Re: [PATCH v2 01/12] fs-verity: add a documentation file

From: Darrick J. Wong
Date: Mon Dec 17 2018 - 15:01:25 EST


On Thu, Dec 13, 2018 at 08:48:03PM -0800, Eric Biggers wrote:
> Hi Christoph,
>
> On Thu, Dec 13, 2018 at 12:22:49PM -0800, Christoph Hellwig wrote:
> > On Wed, Dec 12, 2018 at 12:26:10PM -0800, Eric Biggers wrote:
> > > > As this apparently got merged despite no proper reviews from VFS
> > > > level persons:
> > >
> > > fs-verity has been out for review since August, and Cc'ed to all relevant
> > > mailing lists including linux-fsdevel, linux-ext4, linux-f2fs-devel,
> > > linux-fscrypt, linux-integrity, and linux-kernel. There are tests,
> > > documentation (since v2), and a userspace tool. It's also been presented at
> > > multiple conferences, and has been covered by LWN multiple times. If more
> > > people want to review it, then they should do so; there's nothing stopping them.
> >
> > But you did not got a review from someone like Al, Linus, Andrew or me,
> > did you?
>
> Sure, those specific people (modulo you just now) haven't responded to the
> fs-verity patches yet. But again, the patches have been out for review for
> months. Of course, we always prefer more reviews over fewer, and we strongly
> encourage anyone interested to review fs-verity! (The Documentation/ file may
> be a good place to start.) But ultimately we cannot force reviews, and as you
> know kernel reviews can be very hard to come by. Yet, people still need
> fs-verity anyway; it isn't just some toy. And we're committed to maintaining
> it, similar to fscrypt. The ext4 and f2fs maintainers are also satisfied with
> the current approach to storing the verity metadata past EOF; in fact it was
> even originally Ted's idea, I think.
>
> >
> > > Can you elaborate on the actual problems you think the current solution has, and
> > > exactly what solution you'd prefer instead? Keep in mind that (1) for large
> > > files the Merkle tree can be gigabytes long, (2) Linux doesn't have an API for
> > > file streams, and (3) when fs-verity is combined with fscrypt, it's important
> > > that the hashes be encrypted, so as to not leak information about the plaintext.
> >
> > Given that you alread use an ioctl as the interface what is the problem
> > of passing this data through the ioctl?
>
> Do you mean pass the verity metadata in a buffer? That cannot work in general,
> because it may be too large to fit into memory.
>
> Or do you mean pass it via a second file descriptor? That could work, but it
> doesn't seem better than the current approach. It would force every filesystem
> to move the metadata around, whereas currently ext4 and f2fs can simply leave it
> in place. If you meant this, are there advantages you have in mind that would
> outweigh this?

FWIW, if I were (hypothetically) working on an xfs implementation, I
likely would have settled on passing a reference to a merkle tree
through a (fd, length) pair, because that allows us plenty of options
on the back end:

b) we could remap the tree into a new inode fork for merkle trees, or
a) remap it as posteof blocks like ext4/f2fs does, or
c) remap the blocks into the attribute fork as an (unusually large)
extended attribute value.

If the merkle_fd isn't on the same filesystem as the fd we could at
least use generic_copy_file_range (i.e. page cache copying) to land the
merkle tree wherever we want.

Granted, it's not like we can't do any of those three things given the
current interface. I gather most of the grumbling has to do with
feeling like we're associating the on-disk format to the ioctl interface
too closely?

I certainly can see why you'd want to avoid having to run a whole bunch
of SWAPEXT operations to set up a verity file, though.

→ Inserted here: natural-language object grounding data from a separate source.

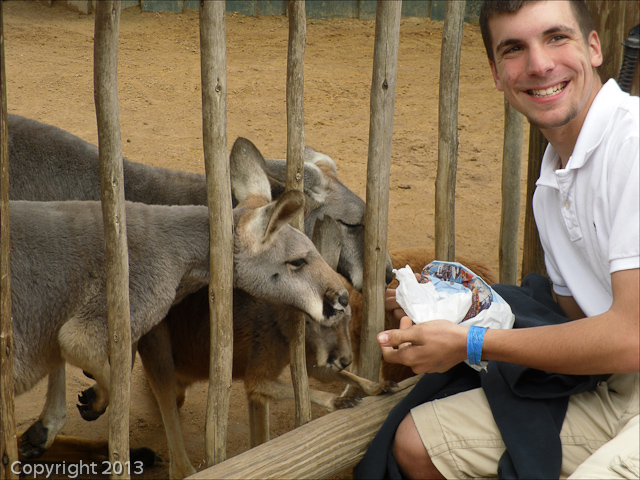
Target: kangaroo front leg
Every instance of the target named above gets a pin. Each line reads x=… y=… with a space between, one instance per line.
x=279 y=390
x=83 y=343
x=258 y=422
x=41 y=434
x=367 y=386
x=157 y=359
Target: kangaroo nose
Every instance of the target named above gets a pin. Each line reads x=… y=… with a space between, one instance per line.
x=344 y=299
x=345 y=361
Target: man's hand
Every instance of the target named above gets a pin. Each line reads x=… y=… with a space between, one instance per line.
x=430 y=347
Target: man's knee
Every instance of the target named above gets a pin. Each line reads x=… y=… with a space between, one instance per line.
x=410 y=453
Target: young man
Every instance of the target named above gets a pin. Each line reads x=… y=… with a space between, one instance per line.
x=543 y=56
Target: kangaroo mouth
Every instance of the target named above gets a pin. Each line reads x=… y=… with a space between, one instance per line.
x=330 y=313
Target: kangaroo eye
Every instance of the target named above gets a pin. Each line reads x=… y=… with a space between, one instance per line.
x=297 y=263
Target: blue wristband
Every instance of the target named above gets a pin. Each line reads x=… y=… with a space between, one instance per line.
x=475 y=338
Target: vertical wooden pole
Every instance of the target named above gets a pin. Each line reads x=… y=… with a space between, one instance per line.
x=445 y=222
x=295 y=180
x=509 y=220
x=214 y=128
x=105 y=81
x=8 y=441
x=612 y=19
x=533 y=255
x=382 y=104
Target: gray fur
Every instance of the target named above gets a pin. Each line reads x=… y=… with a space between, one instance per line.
x=48 y=163
x=58 y=278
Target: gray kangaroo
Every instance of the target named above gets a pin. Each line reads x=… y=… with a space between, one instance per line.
x=48 y=163
x=175 y=354
x=58 y=279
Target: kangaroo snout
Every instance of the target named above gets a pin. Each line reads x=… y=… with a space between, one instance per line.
x=333 y=306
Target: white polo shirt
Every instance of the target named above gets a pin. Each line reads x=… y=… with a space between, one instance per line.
x=588 y=213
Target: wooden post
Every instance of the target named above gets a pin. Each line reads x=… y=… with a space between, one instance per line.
x=383 y=91
x=445 y=223
x=214 y=137
x=295 y=180
x=322 y=448
x=613 y=20
x=8 y=441
x=105 y=66
x=509 y=220
x=533 y=255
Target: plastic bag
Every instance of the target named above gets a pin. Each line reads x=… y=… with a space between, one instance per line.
x=450 y=291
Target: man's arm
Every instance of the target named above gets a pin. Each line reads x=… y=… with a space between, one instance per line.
x=606 y=343
x=570 y=307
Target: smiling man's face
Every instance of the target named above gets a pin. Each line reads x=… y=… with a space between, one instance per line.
x=544 y=65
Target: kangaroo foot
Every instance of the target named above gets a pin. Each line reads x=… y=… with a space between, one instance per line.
x=85 y=408
x=145 y=455
x=346 y=402
x=389 y=387
x=33 y=441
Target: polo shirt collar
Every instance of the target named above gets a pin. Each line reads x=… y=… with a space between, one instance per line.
x=591 y=134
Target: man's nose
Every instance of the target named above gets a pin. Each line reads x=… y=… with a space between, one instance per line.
x=539 y=60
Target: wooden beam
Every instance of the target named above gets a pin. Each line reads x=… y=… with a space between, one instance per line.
x=510 y=217
x=445 y=224
x=383 y=90
x=319 y=449
x=105 y=67
x=295 y=181
x=8 y=441
x=216 y=160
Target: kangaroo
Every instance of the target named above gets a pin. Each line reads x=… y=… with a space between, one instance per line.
x=58 y=280
x=175 y=354
x=48 y=163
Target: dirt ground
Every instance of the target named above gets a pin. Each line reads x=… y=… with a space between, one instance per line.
x=49 y=61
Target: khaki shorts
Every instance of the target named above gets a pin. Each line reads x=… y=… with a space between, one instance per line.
x=463 y=441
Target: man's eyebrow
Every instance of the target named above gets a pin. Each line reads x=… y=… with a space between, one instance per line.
x=549 y=31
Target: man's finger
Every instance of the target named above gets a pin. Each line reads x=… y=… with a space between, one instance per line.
x=395 y=338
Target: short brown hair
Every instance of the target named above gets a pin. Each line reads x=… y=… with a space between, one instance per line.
x=491 y=8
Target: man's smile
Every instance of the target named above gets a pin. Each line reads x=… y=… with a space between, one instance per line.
x=547 y=92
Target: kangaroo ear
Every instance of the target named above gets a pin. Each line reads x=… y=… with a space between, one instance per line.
x=327 y=238
x=248 y=171
x=280 y=212
x=322 y=161
x=316 y=181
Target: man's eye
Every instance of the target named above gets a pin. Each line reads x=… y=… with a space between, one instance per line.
x=297 y=263
x=512 y=50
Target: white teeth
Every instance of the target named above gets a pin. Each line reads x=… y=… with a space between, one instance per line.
x=548 y=91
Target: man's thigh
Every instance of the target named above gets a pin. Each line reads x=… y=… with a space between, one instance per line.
x=618 y=458
x=463 y=440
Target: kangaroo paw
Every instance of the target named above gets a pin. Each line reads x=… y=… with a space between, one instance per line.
x=389 y=387
x=33 y=441
x=87 y=397
x=87 y=413
x=145 y=455
x=346 y=402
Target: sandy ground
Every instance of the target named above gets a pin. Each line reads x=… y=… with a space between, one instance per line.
x=49 y=61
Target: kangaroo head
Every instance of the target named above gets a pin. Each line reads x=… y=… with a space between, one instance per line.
x=326 y=195
x=272 y=260
x=328 y=348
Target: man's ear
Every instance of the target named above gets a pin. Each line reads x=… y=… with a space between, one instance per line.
x=595 y=50
x=496 y=79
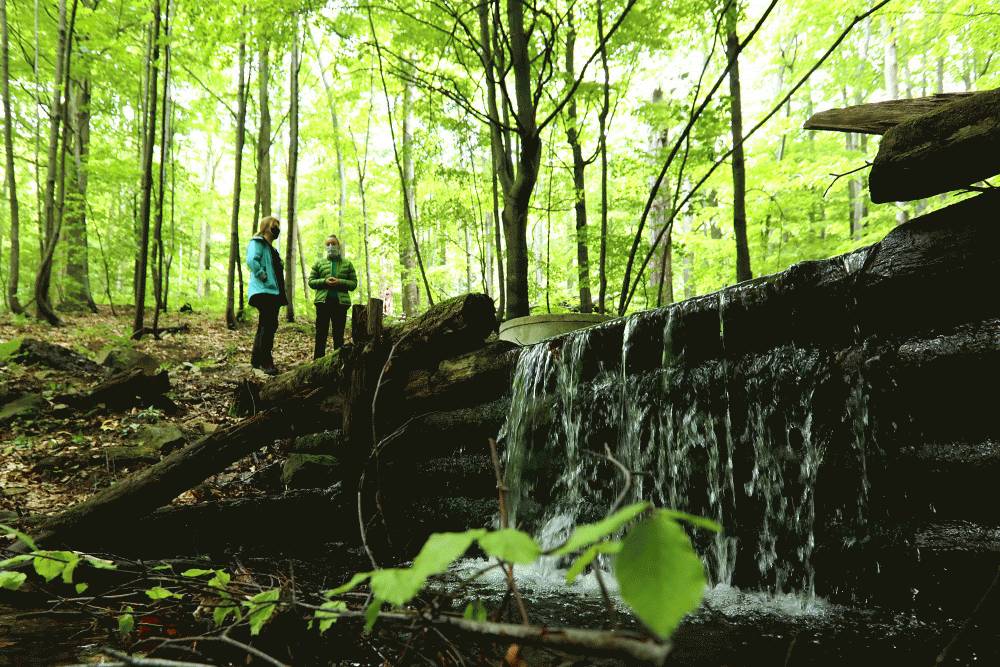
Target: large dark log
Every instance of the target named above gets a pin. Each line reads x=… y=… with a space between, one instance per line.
x=879 y=117
x=448 y=328
x=278 y=522
x=138 y=495
x=467 y=380
x=132 y=387
x=947 y=149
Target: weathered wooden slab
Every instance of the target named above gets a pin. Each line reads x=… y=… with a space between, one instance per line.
x=879 y=117
x=950 y=148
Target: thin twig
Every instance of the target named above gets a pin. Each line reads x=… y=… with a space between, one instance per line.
x=837 y=177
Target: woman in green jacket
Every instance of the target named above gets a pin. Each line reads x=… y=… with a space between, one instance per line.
x=332 y=278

Anyhow, that's just my 2 cents. :)

--D

> We also considered generating the Merkle tree in the kernel, in which case
> FS_IOC_ENABLE_VERITY would just take a small structure similar to the current
> fsverity_descriptor. But that would add extra complexity to the kernel, and
> generating a Merkle tree over a large file is the type of parallelizable, CPU
> intensive work that really should be done in userspace. Also, having userspace
> provide the Merkle tree allows for it to be pre-generated and distributed with
> the file, e.g. provided in a package to be installed on many systems.
>
> But please do let us know if you have any better ideas.
>
> Thanks!
>
> - Eric